A prerequisite for functional components having shorter switching and charge carrier transport times is substantial freedom from defects in the strained silicon layer. It is found that part of the strain of the Si1-xGex gradient layer on account of the lattice mismatch is released in the form of regularly occurring lattice defects. The latter form a network of so-called dislocation defects (screw dislocations) at the piercing points of the growth surface. This defect network leads to regular height modulations of the surface. On the preferred Si(100) substrate, these faults resemble a rhomboidal patching of the surface and are therefore referred to as a “cross-hatch defect pattern”.
The surface of SixGe1-x layers is therefore often characterized by a pattern caused by dislocations and known as “cross hatch”, and must generally be smoothed before one or more further layers can be deposited thereon.

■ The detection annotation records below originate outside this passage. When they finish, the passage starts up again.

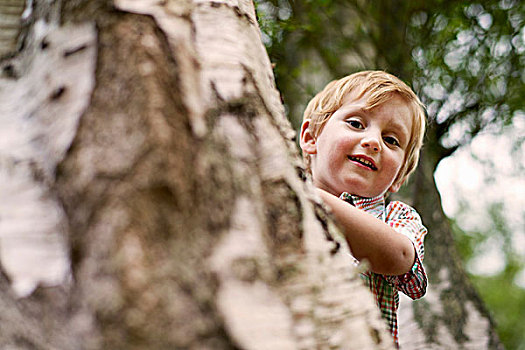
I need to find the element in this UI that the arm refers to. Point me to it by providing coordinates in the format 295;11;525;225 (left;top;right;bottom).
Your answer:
318;189;415;275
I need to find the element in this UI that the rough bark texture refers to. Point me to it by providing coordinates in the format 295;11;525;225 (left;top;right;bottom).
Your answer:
0;0;392;349
400;146;503;349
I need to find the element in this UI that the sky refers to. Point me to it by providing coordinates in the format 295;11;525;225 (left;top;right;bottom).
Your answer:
434;114;525;288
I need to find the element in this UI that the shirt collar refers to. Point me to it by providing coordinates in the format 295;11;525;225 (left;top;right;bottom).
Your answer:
339;192;385;221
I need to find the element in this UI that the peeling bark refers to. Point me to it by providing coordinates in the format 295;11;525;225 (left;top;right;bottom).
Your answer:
0;0;392;349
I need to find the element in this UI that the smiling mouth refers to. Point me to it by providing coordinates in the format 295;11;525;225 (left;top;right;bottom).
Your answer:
348;156;377;170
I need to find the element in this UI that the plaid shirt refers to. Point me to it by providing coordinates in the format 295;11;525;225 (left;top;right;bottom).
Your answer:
340;192;427;347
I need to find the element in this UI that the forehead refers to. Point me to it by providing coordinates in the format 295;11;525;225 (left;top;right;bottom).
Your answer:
339;92;414;135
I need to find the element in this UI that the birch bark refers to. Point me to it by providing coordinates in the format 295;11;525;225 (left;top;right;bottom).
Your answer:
0;0;392;349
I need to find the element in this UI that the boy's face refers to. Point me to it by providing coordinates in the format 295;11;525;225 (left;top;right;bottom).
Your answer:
301;94;412;197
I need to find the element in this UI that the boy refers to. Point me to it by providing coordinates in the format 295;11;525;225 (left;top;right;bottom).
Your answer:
300;71;427;346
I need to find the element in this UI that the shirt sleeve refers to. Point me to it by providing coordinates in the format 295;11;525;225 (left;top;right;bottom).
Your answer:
384;201;427;299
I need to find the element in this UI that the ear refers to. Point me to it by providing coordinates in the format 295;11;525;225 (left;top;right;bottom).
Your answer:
388;176;407;193
300;120;317;154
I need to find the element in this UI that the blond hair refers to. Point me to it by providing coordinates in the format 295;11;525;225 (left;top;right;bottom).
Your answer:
303;71;426;187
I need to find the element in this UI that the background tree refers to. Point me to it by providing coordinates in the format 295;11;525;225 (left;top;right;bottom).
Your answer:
0;0;410;350
257;0;525;348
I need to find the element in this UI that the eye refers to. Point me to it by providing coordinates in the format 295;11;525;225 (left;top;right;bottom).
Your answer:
383;136;400;146
346;119;365;129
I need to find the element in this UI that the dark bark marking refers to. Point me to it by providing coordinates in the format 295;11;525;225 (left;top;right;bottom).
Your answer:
64;44;88;58
49;85;67;101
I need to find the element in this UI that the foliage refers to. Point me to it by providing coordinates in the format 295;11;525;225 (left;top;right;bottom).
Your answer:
256;0;525;349
452;203;525;350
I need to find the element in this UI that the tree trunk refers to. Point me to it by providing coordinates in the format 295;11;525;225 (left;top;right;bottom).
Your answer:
400;135;503;350
0;0;392;349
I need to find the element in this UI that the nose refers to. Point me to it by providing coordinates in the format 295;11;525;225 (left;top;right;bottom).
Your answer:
361;133;381;152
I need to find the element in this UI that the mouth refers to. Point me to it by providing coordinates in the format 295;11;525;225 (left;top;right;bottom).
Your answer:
348;156;377;170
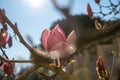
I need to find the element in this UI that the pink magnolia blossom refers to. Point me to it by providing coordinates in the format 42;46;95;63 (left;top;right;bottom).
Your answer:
0;29;9;46
0;62;15;75
8;36;12;47
0;16;2;23
41;24;76;66
87;3;93;17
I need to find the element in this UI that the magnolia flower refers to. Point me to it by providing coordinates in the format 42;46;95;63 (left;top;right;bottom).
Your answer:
0;28;12;47
41;24;76;66
95;0;100;4
0;62;15;75
87;3;93;17
96;56;106;79
0;29;9;46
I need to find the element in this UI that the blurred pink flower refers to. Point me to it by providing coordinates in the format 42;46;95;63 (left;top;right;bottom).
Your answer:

U.S. Pat. No. 6,475,072 and also Sawano et al., Materials Science and Engineering B89 (2002) 406-409, describe polishing methods directed towards smoothing Si1-xGex layers. The methods involve a chemical mechanical polishing (CMP), wherein the semiconductor wafer is moved, with application of polishing pressure, over a rotating polishing plate provided with a polishing pad, while a polishing agent is supplied between the polishing pad and the Si1-xGex layer to be polished. The remaining roughness, measured by AFM (“atomic force microscopy”), is in the best case 5 Å RMS (“root mean square”), in relation to a measurement grid having the area of 10 μm×10 μm. However, a surface polished in this way has disturbing scratches which, owing to their typical widths and depths in the submicron range, are often also referred to as “nanoscratches”. Si1-xGex layers planarized according to known methods are accordingly still too rough to be able to deposit thereon a strained silicon layer for particularly demanding applications which is sufficiently free of defects, smooth, and planar.
DE 102 007 019 565 A1 discloses a method for the single-side polishing of semiconductor wafers provided with a relaxed Si1-xGex layer, comprising polishing a multiplicity of semiconductor wafers in a plurality of polishing passes, wherein one polishing pass comprises a polishing step and at least one of the semiconductor wafers with a polished Si1-xGex layer is obtained at the end of each polishing pass. The semiconductor wafer is moved during the polishing step, with application of polishing pressure, over a rotating polishing plate provided with a polishing pad, and a supply of polishing agent between the polishing pad and the semiconductor wafer. A polishing agent containing an alkaline component and a germanium-dissolving component is supplied.
Particles containing germanium which are left behind if silicon is dissolved under the conditions of chemical mechanical polishing are regarded as the cause of the comparatively high roughness and the nanoscratches after polishing in accordance with the previously known methods. According to DE 102 007 019 565 A1 it does not suffice to remove these particles mechanically, for example in the course of conditioning the polishing pad. Rather, it is necessary to begin dissolving these particles chemically as early as during the polishing.